The emergence of extended-spectrum-β-lactamases (ESBLs) poses a significant threat to conventional β-lactam antibiotics. Current treatment strategies often fail against ESBL-producing bacteria, necessitating alternative approaches to combat resistance. A fragment-based drug design (FBDD) platform was developed, validated, and used to design next-generation β-lactam prodrugs capable of selectively suppressing resistant strains. Unlike conventional β-lactam antibiotics, which target penicillin-binding proteins (PBPs), ideal β-lactam prodrugs would exhibit inverted reactivity to avoid PBPs recognition and still require enzymatic activation by ESBLs. By hijacking ESBL activity, these prodrugs transform a key resistance mechanism into a vulnerability, selectively eliminating ESBL-producing bacteria while sparing non-resistant strains. This targeted strategy not only combats resistance but also aims to protect commensal bacteria, preserving the microbiome and reducing collateral damage associated with broad-spectrum antibiotics.From a catalog of chemically diverse β-lactam fragment and prodrug pairs, the R1 functional group of the β-lactam core was investigated for its role in modulating penicillin-binding-protein (PBP) recognition and maintaining recognition and reactivity with ESBLs.
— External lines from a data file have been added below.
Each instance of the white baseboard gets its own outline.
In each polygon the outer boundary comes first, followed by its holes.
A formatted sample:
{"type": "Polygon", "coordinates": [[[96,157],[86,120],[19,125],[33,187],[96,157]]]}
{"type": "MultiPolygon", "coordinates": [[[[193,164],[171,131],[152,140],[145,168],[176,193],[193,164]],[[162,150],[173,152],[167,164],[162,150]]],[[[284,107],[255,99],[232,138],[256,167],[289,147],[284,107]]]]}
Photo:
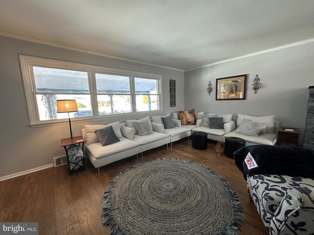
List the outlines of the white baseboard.
{"type": "Polygon", "coordinates": [[[20,172],[15,173],[11,175],[5,175],[0,177],[0,181],[2,181],[5,180],[8,180],[9,179],[12,179],[12,178],[17,177],[18,176],[21,176],[21,175],[26,175],[30,173],[34,172],[35,171],[38,171],[38,170],[43,170],[44,169],[47,169],[49,167],[53,167],[54,166],[53,164],[48,164],[46,165],[42,165],[38,167],[33,168],[33,169],[30,169],[29,170],[25,170],[24,171],[21,171],[20,172]]]}

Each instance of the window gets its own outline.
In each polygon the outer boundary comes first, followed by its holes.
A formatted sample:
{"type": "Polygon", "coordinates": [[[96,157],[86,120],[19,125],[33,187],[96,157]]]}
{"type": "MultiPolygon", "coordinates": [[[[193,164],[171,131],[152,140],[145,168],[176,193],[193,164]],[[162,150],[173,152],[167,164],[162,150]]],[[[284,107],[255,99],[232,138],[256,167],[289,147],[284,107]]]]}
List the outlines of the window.
{"type": "Polygon", "coordinates": [[[160,111],[159,75],[20,56],[30,124],[68,118],[56,100],[75,99],[71,118],[160,111]]]}

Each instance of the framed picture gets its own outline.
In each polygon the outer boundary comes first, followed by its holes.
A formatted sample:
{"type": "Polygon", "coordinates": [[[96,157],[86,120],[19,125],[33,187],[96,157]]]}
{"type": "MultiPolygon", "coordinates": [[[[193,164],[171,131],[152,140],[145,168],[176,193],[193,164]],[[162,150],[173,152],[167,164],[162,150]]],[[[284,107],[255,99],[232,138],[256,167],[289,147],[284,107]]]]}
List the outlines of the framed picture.
{"type": "Polygon", "coordinates": [[[216,79],[216,100],[245,99],[247,74],[216,79]]]}
{"type": "Polygon", "coordinates": [[[170,90],[170,107],[176,107],[176,80],[169,80],[170,90]]]}

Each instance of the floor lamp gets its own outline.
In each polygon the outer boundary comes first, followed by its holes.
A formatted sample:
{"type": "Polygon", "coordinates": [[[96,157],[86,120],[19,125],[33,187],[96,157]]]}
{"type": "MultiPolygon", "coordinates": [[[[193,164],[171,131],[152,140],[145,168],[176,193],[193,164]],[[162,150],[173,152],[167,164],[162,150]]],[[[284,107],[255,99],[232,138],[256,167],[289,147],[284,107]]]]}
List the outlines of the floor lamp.
{"type": "Polygon", "coordinates": [[[78,111],[78,105],[75,99],[59,99],[57,100],[57,113],[68,113],[71,138],[72,138],[72,129],[71,127],[71,119],[69,113],[78,111]]]}

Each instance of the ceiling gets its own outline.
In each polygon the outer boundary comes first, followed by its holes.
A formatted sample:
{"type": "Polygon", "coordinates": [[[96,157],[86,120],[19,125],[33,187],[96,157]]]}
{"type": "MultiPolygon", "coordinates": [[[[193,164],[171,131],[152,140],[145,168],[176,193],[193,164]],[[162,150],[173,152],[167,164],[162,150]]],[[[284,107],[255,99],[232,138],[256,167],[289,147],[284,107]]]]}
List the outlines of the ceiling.
{"type": "Polygon", "coordinates": [[[314,39],[313,0],[0,0],[0,35],[183,70],[314,39]]]}

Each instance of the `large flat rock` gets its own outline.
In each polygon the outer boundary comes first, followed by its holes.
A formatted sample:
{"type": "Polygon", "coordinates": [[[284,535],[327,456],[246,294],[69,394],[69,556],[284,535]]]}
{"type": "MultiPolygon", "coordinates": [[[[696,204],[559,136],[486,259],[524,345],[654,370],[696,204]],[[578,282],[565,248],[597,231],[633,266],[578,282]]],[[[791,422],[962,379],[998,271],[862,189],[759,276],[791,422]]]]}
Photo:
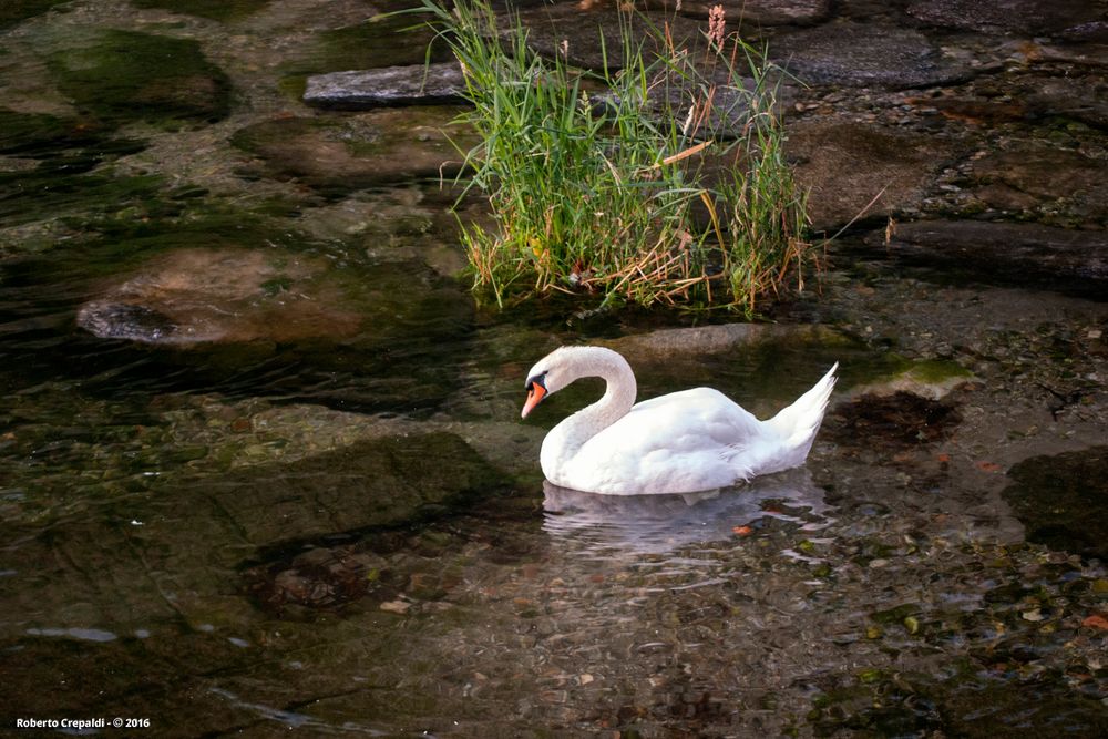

The findings demonstrate that the activity of a β-lactam fragment is predictive for prodrug activity. Structural analyses by time-course 1H NMR confirm β-lactam hydrolysis and prodrug activation by ESBLs in vitro and in cells. Additionally, prodrug activation rate and ESBL product inhibition is shown to be a determinant of growth suppression of ESBL-producing bacteria. In a mixed microbial setting, the prodrug AcephPT selectively suppresses the proliferation of ESBL-producing clinical isolate, while sustaining and recovering the growth of a non-producer, the first β-lactam prodrug of its kind to demonstrate this activity. These findings establish a foundation and platform for design of β-lactam prodrugs that selectively exploit ESBL activity to counteract β-lactam resistance while promoting antimicrobial stewardship.